2. This week’s best of what I “Found on Facebook”:
- “Sometimes I want to drop my kids off in 1985 to see how long they’d make it.”
- “Horses have the lowest divorce rates. It’s because they’re in stable relationships.”
- “Advice to old people: Do not sit on the floor without a plan on how to get ack up.”
- “I’m not sure if we get wiser as get older, or if we just run out of stupid things to do.”

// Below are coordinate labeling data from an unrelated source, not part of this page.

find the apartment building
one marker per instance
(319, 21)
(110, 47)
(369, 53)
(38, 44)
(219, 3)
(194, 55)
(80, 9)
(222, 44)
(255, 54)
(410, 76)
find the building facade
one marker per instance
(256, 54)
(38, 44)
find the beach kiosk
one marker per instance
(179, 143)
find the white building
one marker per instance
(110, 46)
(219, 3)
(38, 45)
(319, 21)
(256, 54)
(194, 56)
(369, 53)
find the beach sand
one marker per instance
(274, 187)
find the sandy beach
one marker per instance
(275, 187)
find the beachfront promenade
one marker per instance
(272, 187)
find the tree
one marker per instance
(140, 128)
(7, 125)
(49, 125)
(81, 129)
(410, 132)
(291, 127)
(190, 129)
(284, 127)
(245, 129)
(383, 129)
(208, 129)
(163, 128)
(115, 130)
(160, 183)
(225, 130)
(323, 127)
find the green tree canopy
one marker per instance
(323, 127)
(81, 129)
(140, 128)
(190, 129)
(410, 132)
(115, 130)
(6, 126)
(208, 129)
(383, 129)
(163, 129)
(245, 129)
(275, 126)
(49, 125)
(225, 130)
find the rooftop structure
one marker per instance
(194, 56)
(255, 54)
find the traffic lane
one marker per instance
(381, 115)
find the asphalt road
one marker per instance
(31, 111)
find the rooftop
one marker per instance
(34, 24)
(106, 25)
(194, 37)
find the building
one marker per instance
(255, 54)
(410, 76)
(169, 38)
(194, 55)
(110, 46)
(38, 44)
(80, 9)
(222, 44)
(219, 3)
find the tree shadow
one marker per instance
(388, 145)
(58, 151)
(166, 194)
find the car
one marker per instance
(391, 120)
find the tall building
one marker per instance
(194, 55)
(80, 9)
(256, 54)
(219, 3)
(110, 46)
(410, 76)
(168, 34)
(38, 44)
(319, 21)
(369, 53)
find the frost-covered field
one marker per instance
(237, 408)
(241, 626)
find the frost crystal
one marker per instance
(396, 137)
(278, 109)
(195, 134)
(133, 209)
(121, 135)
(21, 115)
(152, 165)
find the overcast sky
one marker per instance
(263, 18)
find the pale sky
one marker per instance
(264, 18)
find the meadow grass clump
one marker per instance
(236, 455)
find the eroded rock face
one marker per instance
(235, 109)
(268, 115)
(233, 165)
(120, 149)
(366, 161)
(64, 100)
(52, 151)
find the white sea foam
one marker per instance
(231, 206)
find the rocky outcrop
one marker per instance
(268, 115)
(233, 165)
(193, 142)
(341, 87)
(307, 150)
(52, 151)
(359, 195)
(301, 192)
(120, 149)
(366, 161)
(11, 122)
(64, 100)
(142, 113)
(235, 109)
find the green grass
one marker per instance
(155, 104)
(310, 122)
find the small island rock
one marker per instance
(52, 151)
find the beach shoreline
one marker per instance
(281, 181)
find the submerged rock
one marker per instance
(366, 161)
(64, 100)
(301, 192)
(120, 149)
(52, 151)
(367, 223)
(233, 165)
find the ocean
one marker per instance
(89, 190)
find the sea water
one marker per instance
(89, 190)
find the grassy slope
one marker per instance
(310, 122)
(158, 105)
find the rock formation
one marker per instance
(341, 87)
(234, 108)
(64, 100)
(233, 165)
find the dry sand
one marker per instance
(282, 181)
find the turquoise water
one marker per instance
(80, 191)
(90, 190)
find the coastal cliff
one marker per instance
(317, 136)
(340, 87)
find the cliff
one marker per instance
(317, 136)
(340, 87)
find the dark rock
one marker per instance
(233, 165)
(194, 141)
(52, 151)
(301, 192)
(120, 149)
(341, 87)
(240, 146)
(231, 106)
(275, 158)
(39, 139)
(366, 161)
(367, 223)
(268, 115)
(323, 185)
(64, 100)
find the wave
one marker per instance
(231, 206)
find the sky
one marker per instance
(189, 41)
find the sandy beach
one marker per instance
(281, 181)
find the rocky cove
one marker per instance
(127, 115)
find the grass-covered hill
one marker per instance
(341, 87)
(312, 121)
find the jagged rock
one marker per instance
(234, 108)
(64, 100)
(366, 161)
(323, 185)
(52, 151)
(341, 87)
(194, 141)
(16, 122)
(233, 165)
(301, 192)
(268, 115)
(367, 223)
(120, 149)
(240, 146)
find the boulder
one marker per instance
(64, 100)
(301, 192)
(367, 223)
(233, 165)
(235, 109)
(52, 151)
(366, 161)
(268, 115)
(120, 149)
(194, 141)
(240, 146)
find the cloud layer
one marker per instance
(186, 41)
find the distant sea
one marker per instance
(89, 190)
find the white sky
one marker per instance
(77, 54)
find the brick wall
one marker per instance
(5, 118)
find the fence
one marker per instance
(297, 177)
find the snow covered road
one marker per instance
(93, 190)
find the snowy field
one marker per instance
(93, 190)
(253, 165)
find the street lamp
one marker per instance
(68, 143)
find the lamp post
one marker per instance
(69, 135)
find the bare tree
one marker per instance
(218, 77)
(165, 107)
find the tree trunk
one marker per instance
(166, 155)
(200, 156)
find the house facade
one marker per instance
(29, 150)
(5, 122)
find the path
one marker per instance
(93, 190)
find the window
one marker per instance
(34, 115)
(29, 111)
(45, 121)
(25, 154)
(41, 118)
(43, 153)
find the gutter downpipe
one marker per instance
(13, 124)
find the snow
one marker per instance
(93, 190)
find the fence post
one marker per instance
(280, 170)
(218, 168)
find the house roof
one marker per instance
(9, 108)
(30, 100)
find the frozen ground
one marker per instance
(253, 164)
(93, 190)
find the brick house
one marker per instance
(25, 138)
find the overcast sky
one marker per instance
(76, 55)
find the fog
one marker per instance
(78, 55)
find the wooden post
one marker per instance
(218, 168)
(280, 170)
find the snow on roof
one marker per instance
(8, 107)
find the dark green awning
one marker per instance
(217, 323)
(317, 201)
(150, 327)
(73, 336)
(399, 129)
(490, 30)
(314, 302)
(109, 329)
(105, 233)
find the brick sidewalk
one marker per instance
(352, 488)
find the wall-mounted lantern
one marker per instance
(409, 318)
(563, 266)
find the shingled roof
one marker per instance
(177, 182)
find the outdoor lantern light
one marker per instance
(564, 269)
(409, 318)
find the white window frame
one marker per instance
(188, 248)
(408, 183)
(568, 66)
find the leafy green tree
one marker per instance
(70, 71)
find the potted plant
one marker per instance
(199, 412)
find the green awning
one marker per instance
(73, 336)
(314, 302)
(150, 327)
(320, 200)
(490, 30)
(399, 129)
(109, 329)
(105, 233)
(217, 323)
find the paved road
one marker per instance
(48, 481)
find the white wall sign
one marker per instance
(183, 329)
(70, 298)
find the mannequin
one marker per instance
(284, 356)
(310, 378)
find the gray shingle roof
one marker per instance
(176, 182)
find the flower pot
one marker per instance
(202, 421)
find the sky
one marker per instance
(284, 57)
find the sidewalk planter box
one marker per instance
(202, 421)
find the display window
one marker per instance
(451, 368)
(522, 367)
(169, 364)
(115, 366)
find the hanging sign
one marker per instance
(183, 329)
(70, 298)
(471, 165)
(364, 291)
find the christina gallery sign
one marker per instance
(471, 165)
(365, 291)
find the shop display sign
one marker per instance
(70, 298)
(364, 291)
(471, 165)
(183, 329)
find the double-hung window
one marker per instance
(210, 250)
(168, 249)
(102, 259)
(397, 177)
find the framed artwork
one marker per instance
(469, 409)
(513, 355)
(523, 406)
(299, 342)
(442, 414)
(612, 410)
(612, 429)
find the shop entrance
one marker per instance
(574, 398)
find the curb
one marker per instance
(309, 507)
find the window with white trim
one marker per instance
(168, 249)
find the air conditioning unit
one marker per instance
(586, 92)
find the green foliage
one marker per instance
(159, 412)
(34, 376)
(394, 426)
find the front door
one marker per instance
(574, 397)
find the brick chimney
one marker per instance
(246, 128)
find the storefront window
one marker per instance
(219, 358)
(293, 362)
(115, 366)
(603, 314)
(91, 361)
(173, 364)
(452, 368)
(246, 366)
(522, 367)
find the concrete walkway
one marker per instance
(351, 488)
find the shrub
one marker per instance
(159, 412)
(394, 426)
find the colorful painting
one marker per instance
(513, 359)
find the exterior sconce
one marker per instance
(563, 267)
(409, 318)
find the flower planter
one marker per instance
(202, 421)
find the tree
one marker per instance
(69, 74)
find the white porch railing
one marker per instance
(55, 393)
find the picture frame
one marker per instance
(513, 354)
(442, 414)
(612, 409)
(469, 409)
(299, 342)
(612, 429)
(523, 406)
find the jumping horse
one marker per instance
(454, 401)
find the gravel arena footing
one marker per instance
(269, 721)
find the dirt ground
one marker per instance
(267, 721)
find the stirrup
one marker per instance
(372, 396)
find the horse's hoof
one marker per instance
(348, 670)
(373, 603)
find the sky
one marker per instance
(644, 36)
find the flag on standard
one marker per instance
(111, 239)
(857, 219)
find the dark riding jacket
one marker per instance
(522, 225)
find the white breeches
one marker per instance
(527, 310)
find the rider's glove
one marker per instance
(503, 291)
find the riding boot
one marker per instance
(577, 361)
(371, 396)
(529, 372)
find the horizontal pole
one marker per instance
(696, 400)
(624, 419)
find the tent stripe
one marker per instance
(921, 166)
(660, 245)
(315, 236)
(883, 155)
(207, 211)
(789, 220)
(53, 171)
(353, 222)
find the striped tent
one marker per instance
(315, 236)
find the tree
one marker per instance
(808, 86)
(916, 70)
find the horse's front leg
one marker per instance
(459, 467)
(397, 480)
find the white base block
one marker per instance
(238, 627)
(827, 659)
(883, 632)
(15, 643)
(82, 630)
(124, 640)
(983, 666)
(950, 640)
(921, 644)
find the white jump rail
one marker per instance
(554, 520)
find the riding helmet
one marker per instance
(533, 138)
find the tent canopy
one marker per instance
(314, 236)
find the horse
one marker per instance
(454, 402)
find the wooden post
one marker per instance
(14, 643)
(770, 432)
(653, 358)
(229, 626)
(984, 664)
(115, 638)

- “When God created ducks, He said, ‘Waterproof that chicken and give it a kazoo’.”
3. Our Great Plate Debate license-plate rankings saw no changes to the medal stand over the past week, but there were still some interesting spottings across West-Central Illinois and Northeast Missouri.
Gold medal: BE A BETH. As long as this makes me laugh every time I read it, it will be No. 1.
Silver medal: WHUT IF. This, too, is pure genius.
Bronze medal: TATTED. Not sure if this genius, but it’s certainly clever — and funny.
Best of the rest over the past week:
- G-FORCE
- BAKE 7
- 4 KANST (A Wildcats fan!)
- BUSS BUS
- JOVI
- 11 WAY
- BETS
- FANFAM 5
Steve Thought O’ The Day I read where the three stages of life are: Wanting stuff, accumulating stuff and getting rid of stuff. I think I’m about to enter No. 3.
Steve Eighinger writes daily for Muddy River News. Doubt he gets rid of any sports-related “stuff”.